Clearer responsibilities Each facet owns one part of construction.
Local validation Each facet validates its own input rules.
Global validation The root builder validates cross-facet rules.
Fluent usage The chain can move across facets without breaking.

12. Downsides

Faceted builders add more code.

Instead of one builder, you may have:

root builder
base facet
identity facet
billing facet
notification facet
security facet

That is only worth it if the object naturally has multiple construction areas.

Do not use facets for tiny objects.

Bad example:

point = (
    PointBuilder()
    .coordinates
        .x(10)
        .y(20)
    .build()
)

This is overengineering.

Prefer:

point = Point(10, 20)

Also be careful not to create too many tiny facets. If the categories are artificial, the design becomes harder rather than easier.


13. Builder facets versus builder inheritance

Builder facets and builder inheritance solve different problems.

Pattern variation Use when
Builder facets One complex object has distinct construction areas like identity, billing, security, or layout.
Builder inheritance Your final objects have an inheritance hierarchy, and child builders should reuse parent builder steps.

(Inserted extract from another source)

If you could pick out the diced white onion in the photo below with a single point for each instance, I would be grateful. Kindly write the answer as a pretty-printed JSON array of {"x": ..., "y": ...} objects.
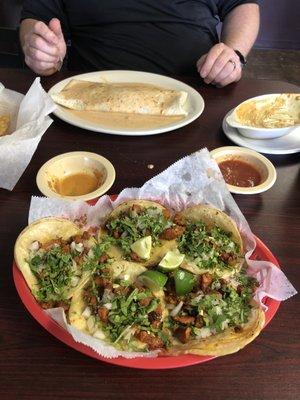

Example of builder facets:

CustomerAccountBuilder()
    .identity.named("Alice")
    .billing.with_card_token("tok_123")
    .security.enable_two_factor_auth()

Example of builder inheritance:

EmployeeBuilder()
    .named("Alice")       # inherited from PersonBuilder
    .works_as("Engineer") # defined on EmployeeBuilder

Builder facets are about organizing construction areas.

Builder inheritance is about specializing builders for subclasses.


14. Rule of thumb

Use a regular Builder when you think:

This object has many construction options.

Use builder facets when you think:

This builder itself is getting too big, and its methods naturally fall into groups.

Use fluent builder facets when you want this style:

builder.identity.do_one().do_two().billing.do_three().security.do_four().build()

The trick is:

methods inside a facet return self
facet navigation properties return another facet from the root builder
build delegates back to the root builder

15. Final summary

Builder facets split a large builder into smaller, focused builders that cooperate to construct the same final object.

A fluent faceted builder gives you both:

In one sentence:

A fluent faceted builder is useful when one complex object has several distinct construction areas, and you want each area to have its own focused builder while still supporting one readable chain of calls.